In 1853, Harris told David Dille that he had held the forty- to sixty-pound plates on his knee for "an hour-and-a-half" and handled the plates with his hands, "plate after plate." Even later, Harris affirmed that he had seen the plates and the angel: "Gentlemen," holding out his hand, "do you see that hand? Are you sure you see it? Or are your eyes playing you a trick or something? No. Well, as sure as you see my hand so sure did I see the Angel and the plates." The following year Harris affirmed that "No man heard me in any way deny the truth of the Book of Mormon [or] the administration of the angel that showed me the plates."

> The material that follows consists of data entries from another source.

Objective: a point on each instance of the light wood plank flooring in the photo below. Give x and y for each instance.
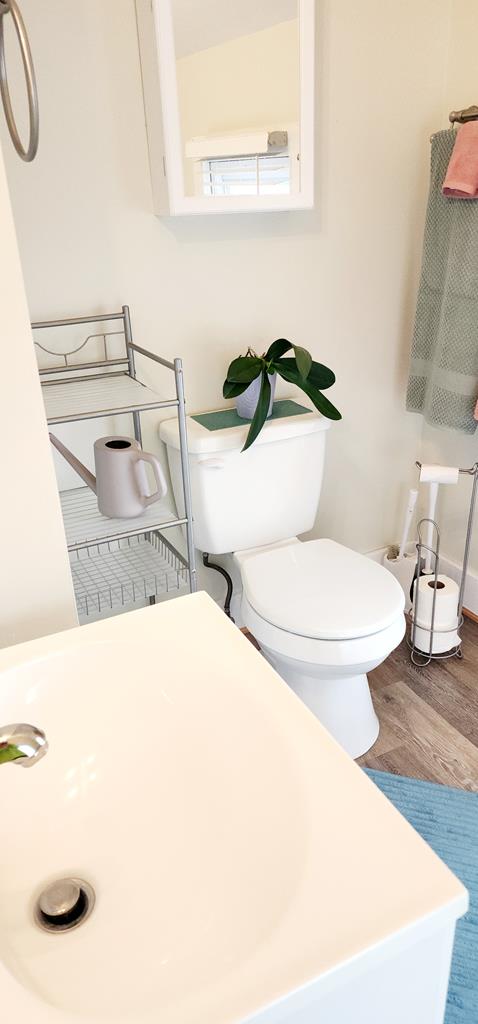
(428, 717)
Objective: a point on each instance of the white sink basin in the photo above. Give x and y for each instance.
(235, 851)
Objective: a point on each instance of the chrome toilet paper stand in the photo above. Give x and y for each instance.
(418, 656)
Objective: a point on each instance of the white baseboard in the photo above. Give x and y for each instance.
(449, 568)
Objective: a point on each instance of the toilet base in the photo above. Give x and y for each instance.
(342, 704)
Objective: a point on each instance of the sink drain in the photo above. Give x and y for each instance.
(63, 905)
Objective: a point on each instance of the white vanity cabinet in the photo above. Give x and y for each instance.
(229, 103)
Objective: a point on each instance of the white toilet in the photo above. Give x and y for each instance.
(322, 614)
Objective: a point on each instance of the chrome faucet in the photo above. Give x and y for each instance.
(25, 744)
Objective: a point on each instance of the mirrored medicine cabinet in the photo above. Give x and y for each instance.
(228, 94)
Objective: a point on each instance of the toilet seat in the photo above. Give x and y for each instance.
(322, 591)
(331, 654)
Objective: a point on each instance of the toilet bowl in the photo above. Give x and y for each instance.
(323, 614)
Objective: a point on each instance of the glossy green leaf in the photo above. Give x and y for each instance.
(230, 389)
(320, 376)
(321, 403)
(260, 415)
(276, 349)
(303, 359)
(245, 369)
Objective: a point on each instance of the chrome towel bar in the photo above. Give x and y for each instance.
(29, 154)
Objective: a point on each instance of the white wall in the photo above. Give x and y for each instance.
(36, 592)
(340, 281)
(448, 446)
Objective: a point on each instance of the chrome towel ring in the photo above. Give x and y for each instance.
(29, 154)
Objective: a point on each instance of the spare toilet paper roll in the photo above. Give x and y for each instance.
(445, 624)
(439, 474)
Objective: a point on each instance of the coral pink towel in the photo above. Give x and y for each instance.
(462, 176)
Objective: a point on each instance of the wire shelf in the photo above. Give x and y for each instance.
(85, 524)
(116, 573)
(105, 394)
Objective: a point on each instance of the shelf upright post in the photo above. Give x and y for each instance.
(178, 374)
(132, 369)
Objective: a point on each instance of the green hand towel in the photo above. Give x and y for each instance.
(443, 375)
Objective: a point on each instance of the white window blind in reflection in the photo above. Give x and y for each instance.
(262, 174)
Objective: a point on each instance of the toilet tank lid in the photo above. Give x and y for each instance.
(223, 430)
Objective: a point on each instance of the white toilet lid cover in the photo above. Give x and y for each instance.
(322, 590)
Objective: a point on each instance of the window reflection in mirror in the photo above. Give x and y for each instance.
(239, 82)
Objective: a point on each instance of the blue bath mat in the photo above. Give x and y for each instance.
(447, 819)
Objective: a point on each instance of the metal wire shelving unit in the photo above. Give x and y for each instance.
(116, 562)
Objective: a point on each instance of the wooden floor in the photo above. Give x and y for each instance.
(428, 717)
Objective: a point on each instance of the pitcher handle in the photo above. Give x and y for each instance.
(162, 486)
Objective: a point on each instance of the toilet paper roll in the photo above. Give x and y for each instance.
(439, 474)
(445, 624)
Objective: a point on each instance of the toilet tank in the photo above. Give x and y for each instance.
(248, 499)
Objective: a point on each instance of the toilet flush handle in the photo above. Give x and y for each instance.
(212, 463)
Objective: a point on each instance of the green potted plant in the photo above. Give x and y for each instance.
(251, 380)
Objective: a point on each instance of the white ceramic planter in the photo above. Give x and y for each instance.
(246, 403)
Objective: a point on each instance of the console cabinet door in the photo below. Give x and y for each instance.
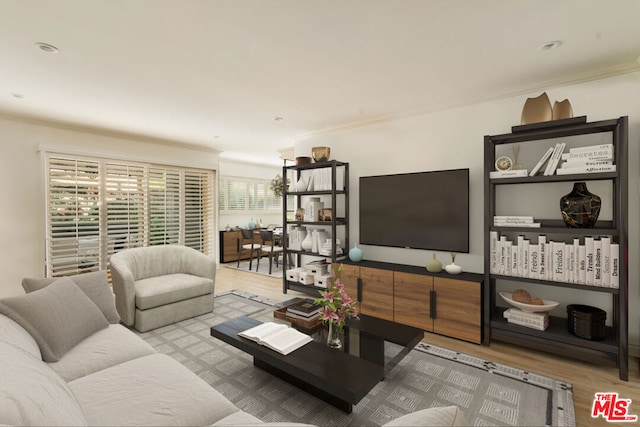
(376, 293)
(458, 309)
(412, 299)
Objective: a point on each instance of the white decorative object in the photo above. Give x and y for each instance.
(313, 207)
(307, 243)
(453, 268)
(529, 308)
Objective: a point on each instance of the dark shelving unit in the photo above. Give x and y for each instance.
(556, 338)
(338, 197)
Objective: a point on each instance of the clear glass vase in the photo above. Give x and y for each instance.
(333, 337)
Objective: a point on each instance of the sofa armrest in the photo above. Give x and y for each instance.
(199, 264)
(123, 283)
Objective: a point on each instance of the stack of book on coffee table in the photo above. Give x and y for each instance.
(538, 321)
(305, 310)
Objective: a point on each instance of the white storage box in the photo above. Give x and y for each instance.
(323, 280)
(318, 269)
(306, 278)
(294, 274)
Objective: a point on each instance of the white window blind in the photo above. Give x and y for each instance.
(127, 207)
(74, 216)
(246, 194)
(97, 207)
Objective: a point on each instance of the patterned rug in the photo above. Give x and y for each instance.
(276, 271)
(488, 393)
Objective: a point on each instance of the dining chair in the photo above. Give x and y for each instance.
(247, 242)
(269, 246)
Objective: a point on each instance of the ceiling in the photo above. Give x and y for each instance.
(217, 72)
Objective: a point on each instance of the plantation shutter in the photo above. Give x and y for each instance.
(237, 191)
(127, 207)
(73, 229)
(198, 206)
(257, 195)
(164, 206)
(97, 207)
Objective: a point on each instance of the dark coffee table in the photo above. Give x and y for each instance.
(341, 378)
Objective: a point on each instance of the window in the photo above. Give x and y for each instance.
(99, 206)
(245, 194)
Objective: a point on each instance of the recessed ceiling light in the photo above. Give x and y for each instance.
(46, 47)
(550, 45)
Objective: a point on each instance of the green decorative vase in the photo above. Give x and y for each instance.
(580, 208)
(433, 265)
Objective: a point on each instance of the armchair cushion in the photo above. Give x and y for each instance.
(162, 290)
(58, 317)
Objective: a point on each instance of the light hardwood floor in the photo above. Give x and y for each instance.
(587, 379)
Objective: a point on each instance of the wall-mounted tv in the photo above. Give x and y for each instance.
(423, 210)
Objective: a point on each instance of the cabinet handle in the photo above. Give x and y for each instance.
(432, 304)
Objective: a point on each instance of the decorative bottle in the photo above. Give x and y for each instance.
(433, 265)
(355, 253)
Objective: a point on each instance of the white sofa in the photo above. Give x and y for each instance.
(159, 285)
(65, 360)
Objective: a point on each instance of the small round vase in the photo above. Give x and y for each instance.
(433, 265)
(333, 337)
(580, 208)
(453, 268)
(355, 253)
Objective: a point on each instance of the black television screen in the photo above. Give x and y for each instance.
(424, 210)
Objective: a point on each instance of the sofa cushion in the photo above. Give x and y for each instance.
(105, 348)
(95, 285)
(15, 334)
(31, 393)
(162, 290)
(151, 390)
(444, 416)
(58, 317)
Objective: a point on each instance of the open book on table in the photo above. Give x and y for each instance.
(277, 336)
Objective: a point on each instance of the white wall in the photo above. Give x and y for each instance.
(454, 139)
(249, 170)
(22, 212)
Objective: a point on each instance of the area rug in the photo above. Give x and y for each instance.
(263, 268)
(488, 393)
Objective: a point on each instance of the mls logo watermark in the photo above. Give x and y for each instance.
(612, 408)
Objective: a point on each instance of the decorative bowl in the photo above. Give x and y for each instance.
(320, 154)
(303, 161)
(529, 308)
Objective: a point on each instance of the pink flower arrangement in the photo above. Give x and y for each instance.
(337, 305)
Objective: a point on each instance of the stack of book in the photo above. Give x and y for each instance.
(538, 321)
(593, 262)
(304, 310)
(588, 160)
(515, 221)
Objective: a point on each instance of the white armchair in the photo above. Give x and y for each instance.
(160, 285)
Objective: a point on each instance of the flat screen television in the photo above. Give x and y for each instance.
(423, 210)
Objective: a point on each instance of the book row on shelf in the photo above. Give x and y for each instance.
(579, 160)
(538, 321)
(593, 262)
(319, 180)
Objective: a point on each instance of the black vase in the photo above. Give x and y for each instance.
(580, 208)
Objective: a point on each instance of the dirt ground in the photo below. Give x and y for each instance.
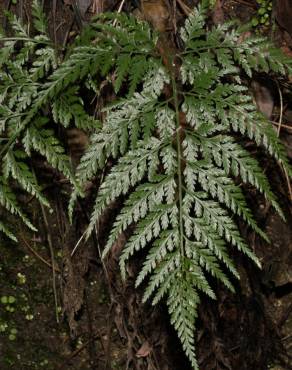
(82, 316)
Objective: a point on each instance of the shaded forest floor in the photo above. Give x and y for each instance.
(80, 315)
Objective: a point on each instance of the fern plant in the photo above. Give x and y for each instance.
(173, 135)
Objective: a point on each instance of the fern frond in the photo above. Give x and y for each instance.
(13, 164)
(8, 201)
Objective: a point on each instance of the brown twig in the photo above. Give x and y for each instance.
(38, 256)
(278, 134)
(50, 243)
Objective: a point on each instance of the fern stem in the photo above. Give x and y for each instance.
(179, 166)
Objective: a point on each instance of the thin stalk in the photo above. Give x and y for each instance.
(179, 166)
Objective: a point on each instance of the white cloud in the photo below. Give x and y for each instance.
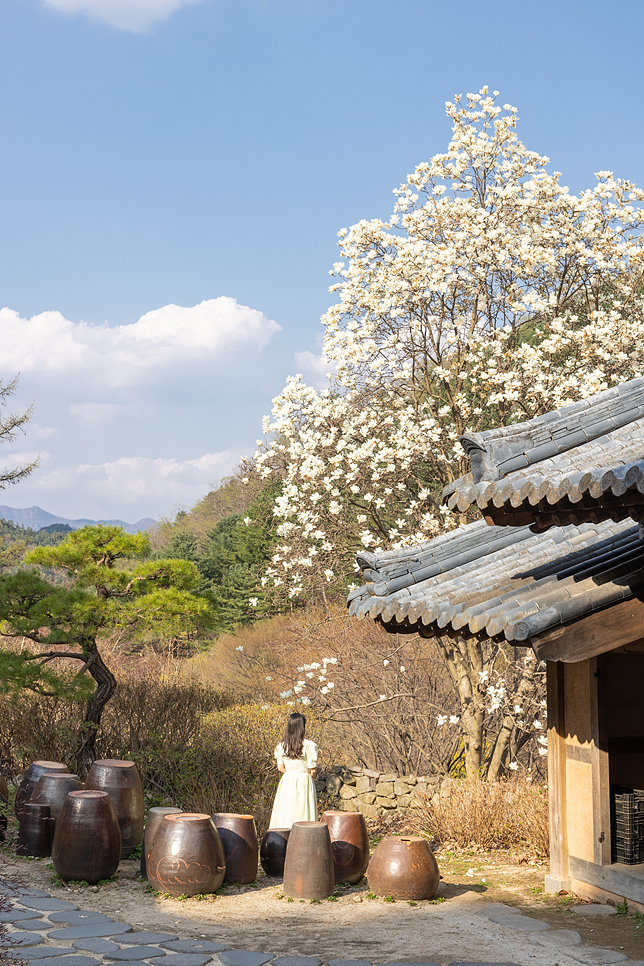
(316, 367)
(134, 15)
(50, 343)
(140, 480)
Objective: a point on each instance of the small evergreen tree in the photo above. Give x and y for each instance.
(104, 589)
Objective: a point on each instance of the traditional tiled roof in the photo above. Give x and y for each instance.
(501, 581)
(581, 463)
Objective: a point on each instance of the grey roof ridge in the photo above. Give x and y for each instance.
(496, 452)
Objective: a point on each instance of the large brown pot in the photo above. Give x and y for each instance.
(87, 840)
(272, 851)
(35, 832)
(30, 779)
(4, 805)
(155, 816)
(186, 856)
(239, 838)
(308, 867)
(350, 844)
(120, 779)
(403, 867)
(52, 789)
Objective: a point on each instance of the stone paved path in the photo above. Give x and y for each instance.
(45, 931)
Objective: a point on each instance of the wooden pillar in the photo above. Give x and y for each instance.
(559, 877)
(600, 764)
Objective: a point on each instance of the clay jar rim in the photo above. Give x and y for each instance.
(233, 815)
(61, 775)
(35, 806)
(407, 838)
(186, 817)
(331, 812)
(114, 763)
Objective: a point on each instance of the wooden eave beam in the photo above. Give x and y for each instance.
(604, 630)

At the end of his life, Harris responded when he was asked if he still believed in Smith and the Book of Mormon: "Do I believe it! Do you see the sun shining! Just as surely as the sun is shining on us and gives us light, and the [moon] and stars give us light by night, just as surely as the breath of life sustains us, so surely do I know that Joseph Smith was a true prophet of God, chosen of God to open the last dispensation of the fulness of times; so surely do I know that the Book of Mormon was divinely translated. I saw the plates; I saw the Angel; I heard the voice of God. I know that the Book of Mormon is true and that Joseph Smith was a true prophet of God. I might as well doubt my own existence as to doubt the divine authenticity of the Book of Mormon or the divine calling of Joseph Smith."

On his death bed, Harris said: "The Book of Mormon is no fake. I know what I know. I have seen what I have seen and I have heard what I have heard. I have seen the gold plates from which the Book of Mormon is written. An angel appeared to me and others and testified to the truthfulness of the record, and had I been willing to have perjured myself and sworn falsely to the testimony I now bear I could have been a rich man, but I could not have testified other than I have done and am now doing for these things are true."